Problems of Registration
Birth registration was not easy to enforce in the early days, in spite of the threatened fine. In northern Scotland, and in many of the islands, communications were poor, transport was difficult (especially in winter), and parents could not easily leave their crofts to visit the registrar. It is likely that births in remote areas were not well recorded, especially if the baby died within 21 days.
Some of the early birth registers show a fairly casual attitude towards the naming of children. In the 1855 birth register for Stornoway, on the Isle of Lewis, several babies were entered only by their surnames. Since the register was not amended, the first name cannot have been reported within the six months that were allowed for this. Many families in these communities had the same surname, and this may have made life difficult for those concerned if they later needed to prove their dates of birth.

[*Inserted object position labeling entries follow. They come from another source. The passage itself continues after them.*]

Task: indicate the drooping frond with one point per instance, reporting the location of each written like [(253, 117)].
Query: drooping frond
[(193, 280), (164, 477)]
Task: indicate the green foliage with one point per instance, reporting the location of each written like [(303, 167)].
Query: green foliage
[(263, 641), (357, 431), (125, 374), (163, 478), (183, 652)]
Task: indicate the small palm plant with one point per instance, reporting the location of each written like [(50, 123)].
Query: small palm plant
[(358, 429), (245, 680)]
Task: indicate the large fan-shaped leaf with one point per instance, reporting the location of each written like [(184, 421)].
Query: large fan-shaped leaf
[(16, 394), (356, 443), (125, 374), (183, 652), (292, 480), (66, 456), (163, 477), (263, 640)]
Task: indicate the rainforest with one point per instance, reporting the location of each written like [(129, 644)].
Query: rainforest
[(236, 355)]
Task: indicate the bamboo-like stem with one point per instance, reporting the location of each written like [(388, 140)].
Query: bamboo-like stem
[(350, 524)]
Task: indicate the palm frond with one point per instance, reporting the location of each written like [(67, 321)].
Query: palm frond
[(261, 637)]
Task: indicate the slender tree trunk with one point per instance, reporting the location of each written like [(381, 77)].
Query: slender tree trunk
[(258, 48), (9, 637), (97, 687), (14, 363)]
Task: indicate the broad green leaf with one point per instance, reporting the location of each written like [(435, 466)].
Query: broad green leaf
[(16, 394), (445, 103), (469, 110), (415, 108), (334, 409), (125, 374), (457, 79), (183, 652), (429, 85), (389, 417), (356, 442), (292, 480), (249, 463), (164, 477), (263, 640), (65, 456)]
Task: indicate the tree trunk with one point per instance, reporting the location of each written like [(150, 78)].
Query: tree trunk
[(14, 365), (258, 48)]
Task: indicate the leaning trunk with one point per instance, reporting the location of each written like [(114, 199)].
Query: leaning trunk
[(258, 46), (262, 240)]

(Image: Page from the 1855 birth register for Stornoway, Isle of Lewis, showing detailed family history, but not the child's first name. Click macdonaldbirth 1855 (002) for a magnified version. By kind permission of the Registrar General for Scotland.)
If the registrar had any doubts about the sex of an infant, he could demand that it be produced for his inspection!
Although registrars were supposed to pursue parents who had not reported a birth, the first examiners were not satisfied that all the registrars were doing their duty, as in the parish of Watten (Caithness) in 1855. The examiner complained that the registrar:
'discovers the births &c. in the Newspapers . . . [and] does not take a sufficient interest in his business; nor does he trouble himself where anything is wrong about the Correction of it'.
Like several other features of the 1854 Act, the regulations on birth registration caused problems and had to be changed rapidly. The first register in 1855 demanded many details, including the parents' ages and birthplaces, and the number and ages of all other children born to them, whether living or dead. The registrars objected to the time and effort involved in entering all these details, but there was a more compelling reason for dropping them, since the first printed registration books issued to the registrars did not have enough space to enter the details of previous children born to the family, and it would be expensive to enlarge them. After 1855 these details were no longer required, to the regret of many doctors then and family historians today.
Although many of the difficulties of birth registration were sorted out after the early years, the registrars still had to deal with some knotty problems. All the deficiencies of early birth registration were revealed when old age pensions were introduced in Britain in 1908. Only people over 70 years of age were eligible for a pension at that time, and many had cause to regret that their parents had been casual about registering their birth. The Registrar General had to deal with many sad cases of elderly people who were not sure when or where they were born, and who were having difficulty claiming their pensions.
Birth certificates were therefore important, not only as a proof of age and parentage, but of respectability. People with 'illegitimate' on their birth certificates were embarrassed at having to produce them for official purposes, as were people born in poorhouses or asylums. The poorhouse problem was partly solved after 1913, when registrars were instructed to put down a street address, rather than the institution's name, as the place of birth.